The Smurfs has the decency to give us what seems to be a finished clip, with sound effects and everything. Nothing much happens in it — Wild Smurf pours some kind of potion on Gargamel, which shrinks him — but, whatever. It’s The Smurfs. It’s there, it’s inoffensive, and then it’s over. And it also brings the total amount of screentime cartoons have gotten to something like half a minute. Great!

Also, I don’t know how common this was for Saturday morning previews, but a huge number of these cartoons are returning from previous seasons.

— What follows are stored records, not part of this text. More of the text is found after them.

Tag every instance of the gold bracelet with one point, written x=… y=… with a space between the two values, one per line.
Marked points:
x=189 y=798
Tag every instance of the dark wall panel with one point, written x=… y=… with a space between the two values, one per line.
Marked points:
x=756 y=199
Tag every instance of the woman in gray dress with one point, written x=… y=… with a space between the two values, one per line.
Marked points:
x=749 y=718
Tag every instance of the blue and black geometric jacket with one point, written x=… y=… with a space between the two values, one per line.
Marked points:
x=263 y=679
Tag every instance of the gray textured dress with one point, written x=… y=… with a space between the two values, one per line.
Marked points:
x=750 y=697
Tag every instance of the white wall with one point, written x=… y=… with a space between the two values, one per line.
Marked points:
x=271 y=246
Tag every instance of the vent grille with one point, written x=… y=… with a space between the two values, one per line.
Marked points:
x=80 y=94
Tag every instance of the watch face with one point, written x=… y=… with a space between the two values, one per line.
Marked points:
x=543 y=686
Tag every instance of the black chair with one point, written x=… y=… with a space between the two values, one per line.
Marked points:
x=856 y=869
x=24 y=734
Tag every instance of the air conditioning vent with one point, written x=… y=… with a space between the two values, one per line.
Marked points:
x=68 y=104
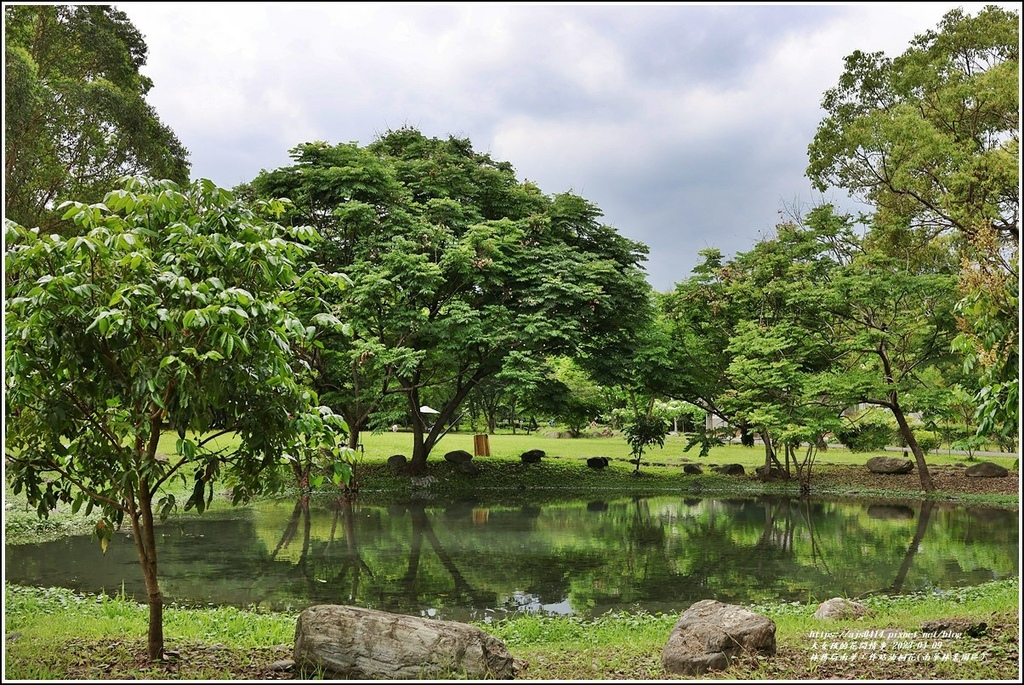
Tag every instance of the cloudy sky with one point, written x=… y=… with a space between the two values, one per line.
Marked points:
x=686 y=124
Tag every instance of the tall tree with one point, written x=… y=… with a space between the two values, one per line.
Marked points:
x=169 y=309
x=891 y=324
x=932 y=139
x=456 y=265
x=76 y=118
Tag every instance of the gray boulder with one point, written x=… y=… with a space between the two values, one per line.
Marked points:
x=711 y=634
x=839 y=608
x=458 y=457
x=531 y=456
x=350 y=642
x=986 y=470
x=890 y=465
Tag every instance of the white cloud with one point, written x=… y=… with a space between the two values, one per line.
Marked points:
x=687 y=124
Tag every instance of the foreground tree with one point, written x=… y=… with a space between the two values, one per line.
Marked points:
x=456 y=266
x=75 y=112
x=170 y=309
x=932 y=139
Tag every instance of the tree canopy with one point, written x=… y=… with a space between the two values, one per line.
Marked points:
x=932 y=139
x=456 y=266
x=170 y=310
x=76 y=118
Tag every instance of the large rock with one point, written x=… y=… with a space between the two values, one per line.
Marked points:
x=351 y=642
x=730 y=470
x=458 y=457
x=531 y=456
x=986 y=470
x=890 y=465
x=711 y=634
x=839 y=608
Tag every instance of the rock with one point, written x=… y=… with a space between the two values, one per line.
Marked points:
x=986 y=470
x=838 y=608
x=891 y=512
x=283 y=666
x=890 y=465
x=458 y=457
x=469 y=468
x=953 y=628
x=351 y=642
x=531 y=456
x=711 y=634
x=766 y=473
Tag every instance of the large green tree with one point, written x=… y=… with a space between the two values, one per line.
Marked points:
x=456 y=265
x=931 y=139
x=76 y=118
x=169 y=309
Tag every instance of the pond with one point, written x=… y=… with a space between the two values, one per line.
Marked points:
x=468 y=561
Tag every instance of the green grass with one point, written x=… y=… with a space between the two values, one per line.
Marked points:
x=61 y=635
x=504 y=477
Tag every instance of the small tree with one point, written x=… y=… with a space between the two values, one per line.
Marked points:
x=168 y=310
x=645 y=431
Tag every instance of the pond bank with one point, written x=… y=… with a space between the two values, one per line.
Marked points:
x=58 y=635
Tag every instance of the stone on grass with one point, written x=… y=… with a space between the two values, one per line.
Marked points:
x=986 y=470
x=469 y=468
x=839 y=608
x=531 y=456
x=350 y=642
x=890 y=465
x=711 y=634
x=458 y=457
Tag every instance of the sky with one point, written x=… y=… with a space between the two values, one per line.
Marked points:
x=687 y=125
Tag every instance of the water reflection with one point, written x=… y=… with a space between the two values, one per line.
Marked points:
x=470 y=560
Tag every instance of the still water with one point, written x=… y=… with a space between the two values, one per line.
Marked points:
x=469 y=561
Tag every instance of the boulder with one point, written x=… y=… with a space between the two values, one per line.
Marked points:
x=838 y=608
x=531 y=456
x=954 y=628
x=768 y=473
x=986 y=470
x=350 y=642
x=891 y=512
x=711 y=634
x=890 y=465
x=458 y=457
x=469 y=468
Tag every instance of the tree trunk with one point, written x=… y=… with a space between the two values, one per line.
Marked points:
x=145 y=546
x=911 y=441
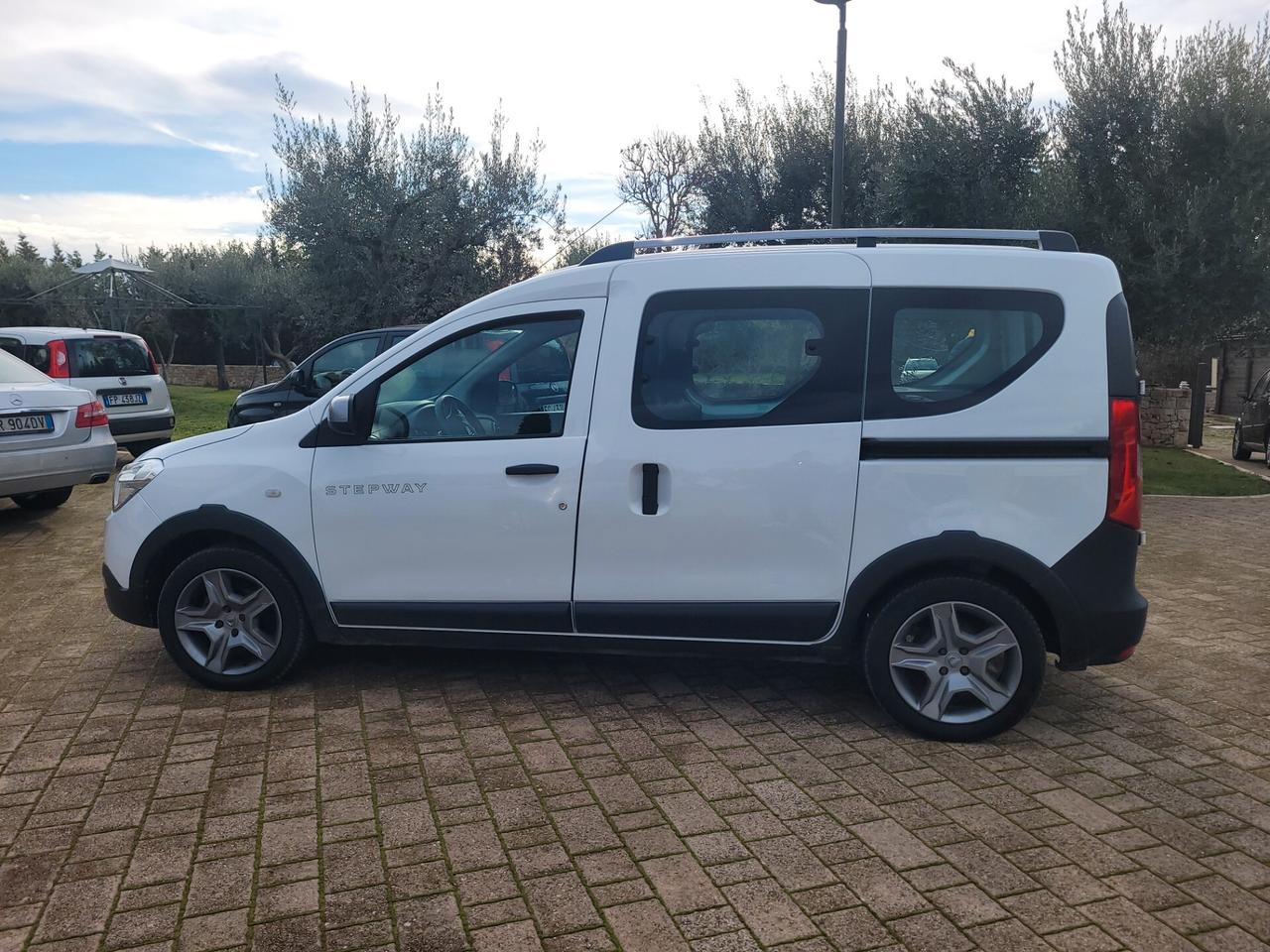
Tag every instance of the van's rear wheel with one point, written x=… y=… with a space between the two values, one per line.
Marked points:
x=231 y=619
x=955 y=657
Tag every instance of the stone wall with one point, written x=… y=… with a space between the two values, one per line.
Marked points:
x=203 y=375
x=1165 y=416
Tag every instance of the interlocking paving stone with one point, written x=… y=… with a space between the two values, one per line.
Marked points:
x=441 y=800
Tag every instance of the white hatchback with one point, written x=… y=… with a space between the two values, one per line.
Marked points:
x=117 y=368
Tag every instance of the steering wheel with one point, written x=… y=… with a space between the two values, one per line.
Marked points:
x=456 y=417
x=394 y=425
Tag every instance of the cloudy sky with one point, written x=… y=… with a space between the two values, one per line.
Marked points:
x=132 y=122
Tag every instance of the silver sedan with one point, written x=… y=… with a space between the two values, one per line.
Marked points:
x=53 y=436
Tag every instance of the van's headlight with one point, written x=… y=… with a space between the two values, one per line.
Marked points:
x=135 y=477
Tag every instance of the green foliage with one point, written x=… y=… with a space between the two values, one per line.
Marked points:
x=1178 y=472
x=1157 y=157
x=399 y=229
x=199 y=409
x=575 y=248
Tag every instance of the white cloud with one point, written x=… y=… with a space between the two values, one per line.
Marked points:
x=81 y=220
x=585 y=76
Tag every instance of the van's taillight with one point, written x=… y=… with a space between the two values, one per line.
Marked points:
x=59 y=361
x=91 y=416
x=1124 y=477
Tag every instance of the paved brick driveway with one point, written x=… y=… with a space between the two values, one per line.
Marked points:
x=441 y=801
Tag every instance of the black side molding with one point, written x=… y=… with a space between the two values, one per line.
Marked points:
x=984 y=448
x=457 y=616
x=734 y=621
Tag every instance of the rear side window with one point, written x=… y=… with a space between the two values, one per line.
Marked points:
x=942 y=349
x=107 y=357
x=751 y=358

I mean…I guess that’s understandable, but doesn’t that make this showcase less exciting? It isn’t “look at all the cool new stuff you’ll get to watch.” It’s “look at how little has changed since you last watched.” ALF loves a complacency.

I don’t have much to say about The Smurfs. I think it’s one of those shows that everyone saw growing up, but nobody really liked. Not that anyone disliked it, but, really, what was the actual appeal of the show? Did anyone care about it? Did anyone have a favorite episode?

I will say that when I was in Germany last year, I got to visit the Haribo factory, and they had gummy Smurfs that were fucking incredibly good. Also, Smurfs were called Schlümpfe which automatically makes them way better. You can get Haribo Smurfs here in America, but they’re a different recipe and texture and are therefore SHIT. Import some German ones, though. They’ll blow your cock off.

Papa Smurf tells the kids to go look in the attic, and that’s fine, but then Betty White and Benji Gregory flirt hardcore about how much they want each other’s bodies, and that’s not fine.

In the next scene, Shannen Doherty wants to fuck Benji so bad she can’t stop touching him, and I’d just like to remind you all that somewhere off screen ALF is writing an explicit story about his nine-year-old friend getting heavily pet and pawed at by adult women.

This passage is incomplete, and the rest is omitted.